HDBSCAN: ValueError: numpy.ndarray size changed, may indicate binary incompatibility. Expected 88 from C header, got 80 from PyObject
I try to inititialize HDBSCAN for clustering in JupytherLab. I use Python 3.7.6..
import numpy as np
import pandas as pd
from sklearn.datasets import load_digits
from sklearn.manifold import TSNE
import hdbscan
There always always appears the same error (see headline) and until now I do not know, from what exactly it comes from.
I have looked in several post after solutions, but no solution has helped me until yet.
For example:
- uninstalled and installed numpy.
- installed numpy >= 1.20.0
- tried lines like pip install package --no-cache-dir --no-binary :all:
- tried following package version combination: hdbscan=0.8.19, matplotlib=3.2.2, numpy=1.15.4, pandas=0.23.4, scikit-learn=0.20.1, scipy=1.1.0, tensorflow=1.13.1.

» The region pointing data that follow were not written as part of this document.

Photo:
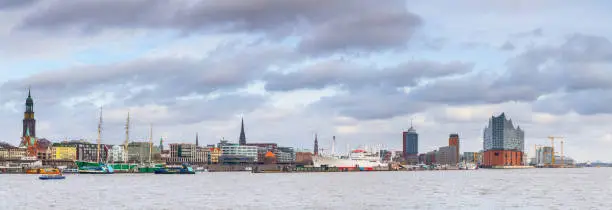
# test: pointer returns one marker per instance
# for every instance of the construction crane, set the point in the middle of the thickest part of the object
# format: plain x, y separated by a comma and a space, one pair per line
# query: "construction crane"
562, 156
552, 142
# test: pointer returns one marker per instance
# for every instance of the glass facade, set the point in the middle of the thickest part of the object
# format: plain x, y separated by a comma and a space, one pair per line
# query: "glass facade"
500, 134
411, 142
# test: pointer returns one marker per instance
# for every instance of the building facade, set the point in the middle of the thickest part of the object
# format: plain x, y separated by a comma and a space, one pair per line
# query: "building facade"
188, 153
86, 151
453, 140
303, 158
142, 152
117, 154
12, 153
471, 157
213, 155
447, 156
285, 155
238, 154
29, 123
65, 152
410, 141
503, 144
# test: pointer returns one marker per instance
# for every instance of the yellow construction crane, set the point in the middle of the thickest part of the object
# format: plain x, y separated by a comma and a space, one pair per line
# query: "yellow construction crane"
552, 142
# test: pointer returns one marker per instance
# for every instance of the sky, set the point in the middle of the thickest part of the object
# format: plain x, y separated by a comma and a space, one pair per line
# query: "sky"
363, 71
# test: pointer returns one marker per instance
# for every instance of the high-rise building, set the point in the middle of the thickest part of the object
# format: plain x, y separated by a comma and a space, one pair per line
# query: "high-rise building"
29, 123
453, 140
503, 144
242, 139
316, 149
410, 140
447, 156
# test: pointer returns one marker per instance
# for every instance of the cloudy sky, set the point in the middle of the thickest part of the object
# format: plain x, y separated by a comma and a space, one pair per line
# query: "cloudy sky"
360, 70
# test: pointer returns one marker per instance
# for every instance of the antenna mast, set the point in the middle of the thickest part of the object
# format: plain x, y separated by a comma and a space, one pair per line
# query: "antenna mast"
150, 141
99, 136
333, 145
127, 138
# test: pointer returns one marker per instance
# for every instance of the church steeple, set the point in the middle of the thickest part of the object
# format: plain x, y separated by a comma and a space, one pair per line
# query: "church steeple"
316, 149
29, 123
242, 139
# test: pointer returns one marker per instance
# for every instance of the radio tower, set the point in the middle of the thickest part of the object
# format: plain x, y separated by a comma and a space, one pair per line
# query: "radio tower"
316, 149
99, 136
127, 138
150, 141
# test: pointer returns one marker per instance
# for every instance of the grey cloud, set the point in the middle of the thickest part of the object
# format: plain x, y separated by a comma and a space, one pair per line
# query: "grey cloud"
585, 102
533, 33
472, 89
11, 4
373, 32
333, 25
582, 65
507, 46
351, 76
168, 77
368, 104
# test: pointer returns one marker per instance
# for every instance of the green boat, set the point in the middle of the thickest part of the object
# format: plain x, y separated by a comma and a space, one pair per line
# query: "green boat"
93, 168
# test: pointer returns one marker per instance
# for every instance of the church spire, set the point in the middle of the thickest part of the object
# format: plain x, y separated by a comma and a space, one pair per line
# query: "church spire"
29, 123
242, 140
316, 149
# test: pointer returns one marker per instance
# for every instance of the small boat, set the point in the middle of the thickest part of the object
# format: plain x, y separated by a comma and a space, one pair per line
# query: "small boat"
48, 171
93, 168
49, 177
184, 169
70, 171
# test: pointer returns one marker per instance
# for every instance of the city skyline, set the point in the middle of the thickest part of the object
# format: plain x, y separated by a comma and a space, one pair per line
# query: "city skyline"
293, 77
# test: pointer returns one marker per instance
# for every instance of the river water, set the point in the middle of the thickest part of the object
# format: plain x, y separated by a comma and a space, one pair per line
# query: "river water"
586, 188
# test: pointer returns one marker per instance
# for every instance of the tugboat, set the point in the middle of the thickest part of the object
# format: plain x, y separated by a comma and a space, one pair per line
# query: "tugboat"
46, 171
183, 169
49, 177
93, 168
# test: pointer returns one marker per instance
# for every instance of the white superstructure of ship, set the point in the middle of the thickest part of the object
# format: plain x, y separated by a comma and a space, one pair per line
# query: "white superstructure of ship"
356, 158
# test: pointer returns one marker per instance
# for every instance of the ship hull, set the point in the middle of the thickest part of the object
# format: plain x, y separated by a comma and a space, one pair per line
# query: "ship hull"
93, 168
320, 161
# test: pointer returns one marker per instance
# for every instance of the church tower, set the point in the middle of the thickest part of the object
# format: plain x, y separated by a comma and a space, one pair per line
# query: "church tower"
29, 123
242, 138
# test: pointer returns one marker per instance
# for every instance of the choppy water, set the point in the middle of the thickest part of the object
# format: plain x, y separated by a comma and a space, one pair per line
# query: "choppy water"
588, 188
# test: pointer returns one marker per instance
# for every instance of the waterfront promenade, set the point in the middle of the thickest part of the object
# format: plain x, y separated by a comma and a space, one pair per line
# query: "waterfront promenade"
578, 188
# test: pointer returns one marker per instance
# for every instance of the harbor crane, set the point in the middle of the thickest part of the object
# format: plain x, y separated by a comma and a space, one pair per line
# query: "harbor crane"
552, 142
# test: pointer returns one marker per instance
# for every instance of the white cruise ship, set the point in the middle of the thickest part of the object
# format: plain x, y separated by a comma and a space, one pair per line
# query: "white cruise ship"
357, 158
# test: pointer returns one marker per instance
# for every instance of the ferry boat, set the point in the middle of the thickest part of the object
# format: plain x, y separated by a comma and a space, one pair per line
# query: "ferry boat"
70, 171
49, 177
468, 166
184, 169
357, 159
43, 171
93, 168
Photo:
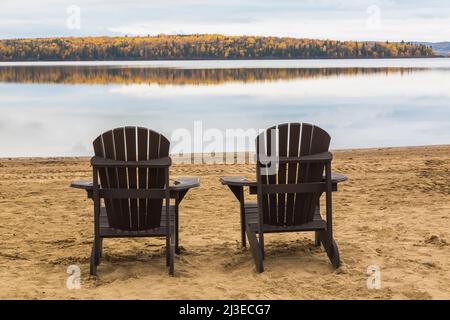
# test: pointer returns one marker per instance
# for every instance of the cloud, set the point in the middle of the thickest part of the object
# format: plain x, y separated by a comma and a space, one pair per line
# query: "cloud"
338, 19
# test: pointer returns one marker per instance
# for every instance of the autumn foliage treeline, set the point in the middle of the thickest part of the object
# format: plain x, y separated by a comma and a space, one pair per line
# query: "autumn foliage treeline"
173, 76
166, 47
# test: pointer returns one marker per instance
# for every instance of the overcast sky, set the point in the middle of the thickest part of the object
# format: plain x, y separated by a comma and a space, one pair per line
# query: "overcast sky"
392, 20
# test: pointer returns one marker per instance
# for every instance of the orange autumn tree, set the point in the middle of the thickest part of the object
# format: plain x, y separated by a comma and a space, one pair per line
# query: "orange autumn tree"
200, 46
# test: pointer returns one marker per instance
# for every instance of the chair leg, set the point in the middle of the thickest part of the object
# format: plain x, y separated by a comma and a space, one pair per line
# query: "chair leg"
93, 261
317, 239
330, 247
177, 233
256, 249
99, 250
171, 252
167, 251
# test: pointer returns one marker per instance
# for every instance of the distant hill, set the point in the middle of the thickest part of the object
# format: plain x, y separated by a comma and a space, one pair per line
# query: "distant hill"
201, 46
441, 48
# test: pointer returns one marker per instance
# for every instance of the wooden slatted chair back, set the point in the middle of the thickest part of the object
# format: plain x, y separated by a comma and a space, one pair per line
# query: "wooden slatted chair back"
132, 144
292, 140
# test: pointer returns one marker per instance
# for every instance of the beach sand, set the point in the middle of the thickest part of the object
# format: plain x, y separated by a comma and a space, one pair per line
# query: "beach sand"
394, 212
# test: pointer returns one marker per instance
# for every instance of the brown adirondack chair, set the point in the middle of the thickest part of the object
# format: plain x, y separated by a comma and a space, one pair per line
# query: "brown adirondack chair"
131, 175
288, 195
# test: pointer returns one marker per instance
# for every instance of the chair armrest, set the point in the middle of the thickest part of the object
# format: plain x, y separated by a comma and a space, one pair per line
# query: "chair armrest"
237, 181
181, 183
185, 183
318, 157
109, 163
82, 184
241, 181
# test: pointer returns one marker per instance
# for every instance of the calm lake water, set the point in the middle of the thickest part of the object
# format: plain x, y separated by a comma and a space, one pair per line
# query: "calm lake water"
57, 109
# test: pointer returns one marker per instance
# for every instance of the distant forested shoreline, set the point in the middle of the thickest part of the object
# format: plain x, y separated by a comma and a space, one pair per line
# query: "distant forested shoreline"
196, 47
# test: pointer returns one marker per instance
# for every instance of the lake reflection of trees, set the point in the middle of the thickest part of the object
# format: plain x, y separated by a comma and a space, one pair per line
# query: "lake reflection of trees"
170, 76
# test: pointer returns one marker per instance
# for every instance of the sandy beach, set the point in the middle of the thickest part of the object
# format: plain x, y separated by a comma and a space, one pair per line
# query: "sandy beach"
394, 212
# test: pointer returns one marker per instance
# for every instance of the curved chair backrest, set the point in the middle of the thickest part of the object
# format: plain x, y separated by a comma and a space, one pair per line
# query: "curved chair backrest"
132, 144
292, 140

I have also tried to install packages like tensorboard, but it did not helped. Everything is installed via the Terminal and with pip.
I start to think, that the problem might be deeper - but maybe I overlooked something important.
Can somebody help me to find the bug, please?
Best regards
Philipp
I guess you've probably seen this very long HDBSCAN GitHub issue where there still doesn't seem to be a clear solution. Unfortunately it seems to affect different systems in weird ways and there is a huge list of possible solutions and things that worked for other people (personally, just reinstalling numpy worked for me when I had a similar problem last week.)
The fact that you can try so many things and still have it not work seems suspicious. Maybe something else about your Python install or the way you're trying them is affecting the solutions? For instance, is JupyterLab definitely using the same Python environment that you're trying these solutions on? (You could test this by uninstalling HDBSCAN and seeing if the error changes instead to "package not found.")
Other than the many solutions in the GitHub issue (which it sounds like you've already tried), I really don't think there's much else you can try other than freshly reinstalling Python. Something about NumPy 1.20 and a change to the C API is causing this issue and it could be that something is lurking in your install every time you try these solutions.
Alternatively, you could make a new Python install/environment with a tool like pyenv or anaconda so that it doesn't break your existing install, and you can try and install just the bare minimum on this new install (i.e. just HDBSCAN.)